One of the key motives for the development of ICT standards is facilitating interoperability between products in a multi-vendor, multi-network and multi-service environment -- giving users a much greater choice of products, and manufacturers the benefit of the economies of scale that a wider market brings. Interoperability is therefore a crucial factor in the success of modern technologies, and market demand has ensured that interoperability holds a prominent position in standardization.
Testing of products and systems to verify their interoperability is critical to their success – ideally this should take place throughout their development. Eliminating basic interoperability problems at an early stage helps reduce costs and to avoid dissatisfied customers. Standards, and a standardized approach to testing, are essential if the results are to be trusted.

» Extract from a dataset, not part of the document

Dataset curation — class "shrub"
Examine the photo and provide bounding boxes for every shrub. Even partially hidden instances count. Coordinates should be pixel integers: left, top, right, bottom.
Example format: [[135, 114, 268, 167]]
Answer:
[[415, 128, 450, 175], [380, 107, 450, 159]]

Shortly after the establishment of NATO, it was recognized that the co-ordinated development of policies, procedures and equipment of the member nations held great potential for enhancing the military effectiveness and efficiency of the fledgling Alliance. Originally set up as two offices, the Military Office for Standardization (MAS) and the Office of NATO Standardization were ultimately combined as the NATO Standardization Office (NSO), an independent NATO Office that reports to the Committee for Standardization (CS) for Standardization Policy and Management and to the Military Committee (MC) for corporate oversight and issues relating to operational standardization. The Office's mission of the NSO is to provide Standardization Management for NATO.
Standardization is defined within NATO as the process of developing and implementing concepts, doctrines, procedures and designs to achieve and maintain the compatibility, interchangeability and commonality which are necessary to attain the required level of interoperability, or to optimize the use of resources, in the fields of operations, material and administration. The primary products of this process and NATO's tools for the enhancement of interoperability are NATO standards covered by Standardization Agreements (STANAGs) between the member nations.
The NATO Standardization Document Database is publicly searchable from the NATO NSO public web site. More material is available by logging into the site -- contact the NATO WEB Master for registration.